Agni-P missile test: All you need to know about the successful rail-based launch

Defence affairs - Def-Geopolitics
India rail-based missile launch: Thus far, only Russia, the US, China, and possibly North Korea had the capability of launching long range ballistic missiles from rail-based platforms. India now joins this club.

Agni-P missile test: In the early hours of Thursday, the Defence Research and Development Organisation (DRDO) test-fired the Agni-Prime (Agni-P) missile from a rail-based mobile launcher.

Defence Minister Rajnath Singh congratulated the DRDO and the Strategic Forces Command for the test, stating that it had put India in a “group of select nations” who have developed “canisterised launch systems” that can operate out of the railway network.

Thus far, only Russia, the US, China, and possibly North Korea had the capability of launching long range ballistic missiles from rail-based platforms.

Capability to strike back

Mobile launch platforms are crucial to a country’s second strike capabilities: that is, a country’s ability to survive a nuclear attack and then launch its own counterattack. This is especially important for India, which has a declared “no first use” nuclear doctrine, meaning that it will only use nuclear weapons in retaliation to an enemy nuclear attack.

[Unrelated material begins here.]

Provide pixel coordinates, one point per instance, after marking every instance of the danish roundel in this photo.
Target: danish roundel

Developments in satellite imagery, mobile sensing, and missile technology have made stationary launchers vulnerable to enemy attacks. “Silos are increasingly vulnerable to both nuclear and conventional strikes due to improvements in missile accuracy,” Thomas MacDonald, of the Nuclear Policy Program, Carnegie Endowment for International Peace, wrote in his paper ‘Tracking mobile missiles’.

This has put a premium on mobile launch platforms, which are seen by military strategists as much more survivable in case of all out war. Such platforms include submarines, aircraft, and ground-based mobile launchers that can be operated on roads or rail.

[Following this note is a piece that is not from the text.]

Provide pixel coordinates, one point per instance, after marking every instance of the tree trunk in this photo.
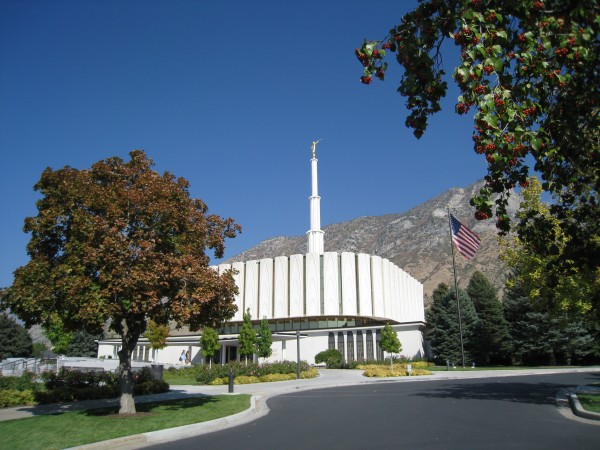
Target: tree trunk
(125, 375)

Why rail-based launchers for missiles?

Rail-based platforms come with certain specific benefits.

* Road-based systems can only be operated in certain routes, where the dimensions of the road and its quality allow heavy missiles and launchers to be transported. While railway systems too are limited by the extent of a country’s rail network, India’s roughly 70,000-km route can carry missiles to all corners of the country without the need for preparation, like fixing potholes or widening bottlenecks.

* There are thousands of tunnels in India’s railway network. These can be used by rail-based launchers to hide from enemy satellite surveillance. In fact, the capability to launch from the tracks means that the launcher can be kept in hiding till the very last moment before the missile is deployed.

* Compared with submarine launched ballistic missiles (SLBMs), rail-based platforms are significantly cheaper to construct and maintain. As such, it is far more efficient to scale up such platforms than to maintain a fleet of ballistic missile submarines.